Elements of Statistical Learning - Statistical Decision Theory : Doubt regarding Minimization of EPE

Question

With reference to Expected Prediction Error derivation - page 18, section 2.4 in Elements of Statistical Learning. Please refer text below:

I have been able to follow up to step 2.11. I am struggling to understand step 2.12 and 2.13.

My understanding:

• We intend to minimize EPE, as E_X is constant, we focus on minimizing E_Y|X([Y-f(X)]²|X).
• Doubt in step 2.12: To minimize EPE, the difference between Y i.e. actual value and f(X) i.e. predicted value should be minimized. However, equation 2.12 is minimizing "c".
• Guide me on understanding this - my understanding is that with small c, [Y-c]² will become larger.
• Additionally, I could not figure out development of 2.13 from 2.12.

Please correct me wherever my assumptions and/ or understanding is incorrect.

P.S.: I studied Probability (Tsitsiklis) and Linear Algebra (David C. Lay) before moving to ESL.

Answer 1

Let $H$ be any set of functions of $x$. Then, for each $h\in H$, $\int h(x)\,dx \ge \int \inf_{g\in H} g(x)\,dx$. Sometimes, as in the current situation, the function $\lambda$, given by $\lambda(x)=\inf_{g\in H}g(x)$, is already in $H$, in which case the least value of the integral of $h$, as $h$ varies over $H$, is given by taking $h=\lambda$. We will define $H$ in the current situation, then compute $\lambda$ and then check that $\lambda\in H$.
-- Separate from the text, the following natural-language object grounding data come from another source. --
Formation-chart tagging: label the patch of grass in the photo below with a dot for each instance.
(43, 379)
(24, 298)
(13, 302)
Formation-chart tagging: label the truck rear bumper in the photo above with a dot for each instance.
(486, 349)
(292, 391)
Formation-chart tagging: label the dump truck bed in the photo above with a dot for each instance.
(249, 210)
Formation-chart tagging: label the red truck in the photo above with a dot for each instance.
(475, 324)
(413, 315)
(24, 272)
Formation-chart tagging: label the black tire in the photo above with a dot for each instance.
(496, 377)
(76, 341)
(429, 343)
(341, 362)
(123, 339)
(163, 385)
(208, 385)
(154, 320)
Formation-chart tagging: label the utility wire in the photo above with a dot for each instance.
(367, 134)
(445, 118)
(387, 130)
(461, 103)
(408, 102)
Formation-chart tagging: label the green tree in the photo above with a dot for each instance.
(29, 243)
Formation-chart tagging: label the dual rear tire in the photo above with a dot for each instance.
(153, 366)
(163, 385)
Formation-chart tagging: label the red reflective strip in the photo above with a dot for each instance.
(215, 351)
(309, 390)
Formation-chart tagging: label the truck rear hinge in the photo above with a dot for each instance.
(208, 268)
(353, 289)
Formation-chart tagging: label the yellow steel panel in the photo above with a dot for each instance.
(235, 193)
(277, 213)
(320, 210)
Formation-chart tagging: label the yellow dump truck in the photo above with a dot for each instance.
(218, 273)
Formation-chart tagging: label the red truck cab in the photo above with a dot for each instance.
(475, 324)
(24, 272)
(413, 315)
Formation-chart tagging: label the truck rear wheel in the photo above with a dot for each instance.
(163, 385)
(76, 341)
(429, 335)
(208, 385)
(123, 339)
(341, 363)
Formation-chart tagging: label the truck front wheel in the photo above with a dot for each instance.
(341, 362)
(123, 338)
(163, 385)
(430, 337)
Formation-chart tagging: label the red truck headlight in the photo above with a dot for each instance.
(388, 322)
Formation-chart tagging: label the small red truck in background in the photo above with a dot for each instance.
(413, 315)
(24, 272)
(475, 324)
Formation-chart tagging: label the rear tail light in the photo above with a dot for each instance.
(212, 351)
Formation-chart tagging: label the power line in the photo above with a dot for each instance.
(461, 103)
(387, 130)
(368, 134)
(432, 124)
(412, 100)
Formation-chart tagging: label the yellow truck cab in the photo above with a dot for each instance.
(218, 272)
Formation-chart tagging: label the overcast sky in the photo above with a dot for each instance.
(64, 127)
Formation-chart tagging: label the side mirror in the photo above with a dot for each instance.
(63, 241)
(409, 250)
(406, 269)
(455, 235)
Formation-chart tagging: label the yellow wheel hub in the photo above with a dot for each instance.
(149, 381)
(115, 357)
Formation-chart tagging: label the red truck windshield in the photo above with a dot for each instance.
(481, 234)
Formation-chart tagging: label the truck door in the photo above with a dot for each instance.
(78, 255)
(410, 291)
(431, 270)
Here $H$ is the set of all functions $h$ given by $h(x) = E_{Y|X}((Y-f(x))^2 | X=x)$, where $f$ is some measurable function of $x$. Measurability imposes no restriction on possible values of $c=f(x)$, so $$ \lambda(x) = \inf_{h\in H} h(x) = \inf_c E_{Y|X}((Y-c)^2|X=x),$$ which is the minimum of a quadratic function of $c$. We write this quadratic function as $A-2B.c +c^2$, where $A$ and $B$ are independent of $c$. This has its minimum when $c=B=E_{Y|X}(Y|X=x)$. So we certainly cannot do any better than defining $f(x)=c=E_{Y|X}(Y|X=x)$. Since $f$ is a measurable function, we do have $\lambda\in H$, and this choice of $f$ achieves the required minimum in 2.11.